Any ideas/suggestions are appreciated. Thanks


----------



## bobj3 (Jan 17, 2006)

Hi kamrx7

The key is the rubber grommet ,it must be in the bottom of the collet (Lock Nut), I also use a hard rubber faucet washer in one or two of my PC's, because it's hard rubber it will stay in place when you drop the bit in place.
Note*** faucet washers, you can pickup a small repair kit box at ACE Hardware.HD,etc. you will find one that's just a bit over 1/2" in dia.grind it down on the belt sander so it can be tap into place, because the collet is sharp on the bottom it will cut off just a bit of the washer when you put it in place, but it will stay in place without any glue or anything eles.. 
You will not need to use the rubber grommet if you use the faucet washer,it gives the bit a stop point and your joints will come out just like in the video and the way you want them, side Note Marc sometimes will use two rubber grommets but you need to watch the DVD/VHS two or three times to see him do it.
Also he's not using a PC he using the green router (Hitachi) .

Hope this helps 

Bj


----------



## Woodnut65 (Oct 11, 2004)

Hi: Did they provide two "O" rings with the bits? I think I would get two "O" rings, and mount them on the shank of each bit, at the same distance on the shaft. This way when inserted they will only enter the collet until it hits the O ring. 
Hope this helps.. Woodnut65


----------



## bobj3 (Jan 17, 2006)

Hi Woodnut65

They do come with one rubber grommet but no O-Rings, o-rings would be a tricky setup at best, the bits are not the same height, but they are a match set, one of the bits is about 2 5/8" long and the other is about 2 3/4" But they use the botton of the bit as ref.point.
Just for kicks I got the set out and did a quick check, it would take 7 O-rings on one bit and 4 on the other and maybe 4 more on ea. because they have a flat wrench spot on the shank just under the bit that the oil ring may slip over with just a little force.

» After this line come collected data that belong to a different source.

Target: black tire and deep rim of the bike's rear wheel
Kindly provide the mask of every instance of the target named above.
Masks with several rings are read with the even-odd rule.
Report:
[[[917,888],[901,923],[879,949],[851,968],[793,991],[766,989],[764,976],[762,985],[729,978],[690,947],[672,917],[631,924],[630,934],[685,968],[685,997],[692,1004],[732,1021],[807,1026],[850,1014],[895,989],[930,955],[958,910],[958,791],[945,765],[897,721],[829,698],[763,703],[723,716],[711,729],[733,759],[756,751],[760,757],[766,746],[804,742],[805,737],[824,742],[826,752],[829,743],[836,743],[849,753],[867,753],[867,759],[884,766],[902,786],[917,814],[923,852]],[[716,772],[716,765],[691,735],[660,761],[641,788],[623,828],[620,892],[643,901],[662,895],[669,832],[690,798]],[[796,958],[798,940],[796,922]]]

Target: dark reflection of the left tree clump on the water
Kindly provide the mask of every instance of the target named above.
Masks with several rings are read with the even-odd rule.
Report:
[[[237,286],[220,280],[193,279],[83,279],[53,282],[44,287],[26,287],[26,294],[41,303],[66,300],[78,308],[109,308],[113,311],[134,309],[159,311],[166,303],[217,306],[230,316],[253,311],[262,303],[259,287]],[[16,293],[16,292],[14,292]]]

Then we come to the Space that each o-ring would take or to say not take, the gap times 7 would be a big deal.
The bits MUST be the same when they are dropped in the hole,and .010 is a big deal when it comes to a matched set of bits.

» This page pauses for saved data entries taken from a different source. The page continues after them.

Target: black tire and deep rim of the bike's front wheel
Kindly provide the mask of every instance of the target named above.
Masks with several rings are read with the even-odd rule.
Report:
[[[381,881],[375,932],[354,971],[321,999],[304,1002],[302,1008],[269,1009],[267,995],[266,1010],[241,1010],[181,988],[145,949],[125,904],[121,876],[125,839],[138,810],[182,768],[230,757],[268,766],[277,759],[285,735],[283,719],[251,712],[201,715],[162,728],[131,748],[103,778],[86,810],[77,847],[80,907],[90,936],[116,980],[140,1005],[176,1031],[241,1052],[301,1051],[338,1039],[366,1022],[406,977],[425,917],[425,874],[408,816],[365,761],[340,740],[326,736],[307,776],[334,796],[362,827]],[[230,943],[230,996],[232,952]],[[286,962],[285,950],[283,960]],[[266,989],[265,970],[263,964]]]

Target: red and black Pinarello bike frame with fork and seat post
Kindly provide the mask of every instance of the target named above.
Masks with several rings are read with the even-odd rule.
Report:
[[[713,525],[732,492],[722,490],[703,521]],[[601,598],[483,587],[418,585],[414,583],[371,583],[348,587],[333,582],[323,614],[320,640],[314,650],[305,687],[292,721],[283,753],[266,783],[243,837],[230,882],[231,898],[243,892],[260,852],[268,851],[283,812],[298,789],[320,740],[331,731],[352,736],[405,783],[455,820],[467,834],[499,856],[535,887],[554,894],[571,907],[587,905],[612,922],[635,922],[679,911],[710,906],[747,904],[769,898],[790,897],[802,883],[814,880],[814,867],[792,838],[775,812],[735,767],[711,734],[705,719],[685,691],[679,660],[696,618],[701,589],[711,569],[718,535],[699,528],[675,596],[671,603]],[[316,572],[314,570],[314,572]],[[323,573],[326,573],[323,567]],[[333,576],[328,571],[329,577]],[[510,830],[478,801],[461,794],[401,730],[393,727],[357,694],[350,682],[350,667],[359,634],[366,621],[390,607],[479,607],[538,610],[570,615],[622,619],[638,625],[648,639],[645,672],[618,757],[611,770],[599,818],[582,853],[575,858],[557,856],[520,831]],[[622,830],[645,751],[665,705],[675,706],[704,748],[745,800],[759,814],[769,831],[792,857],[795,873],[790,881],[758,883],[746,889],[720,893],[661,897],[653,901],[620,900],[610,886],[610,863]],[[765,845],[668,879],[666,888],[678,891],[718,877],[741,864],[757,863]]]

Here's a snapshot of the faucet washer in place, see below ▼

As you can see one faucet washer (.15 cent item) will do the trick  and because the hard rubber washer snaps into the part of the collet that is split it will compress the base of the collet nut and let it work the way is was made to.
Plus this SMALL trick will work with most match router bit sets. 
i.e. making cabinet doors,frames,etc.

attn: kamrx7 ,,,you will see a red trim bit in the box, I put the bit in the set because it's 1/4" shank and I use a small trim router to remove the tongue from the edge, so the boards will fit in place, see the DVD video when Marc will use a standard BIG router to do this very small job.

Bj


----------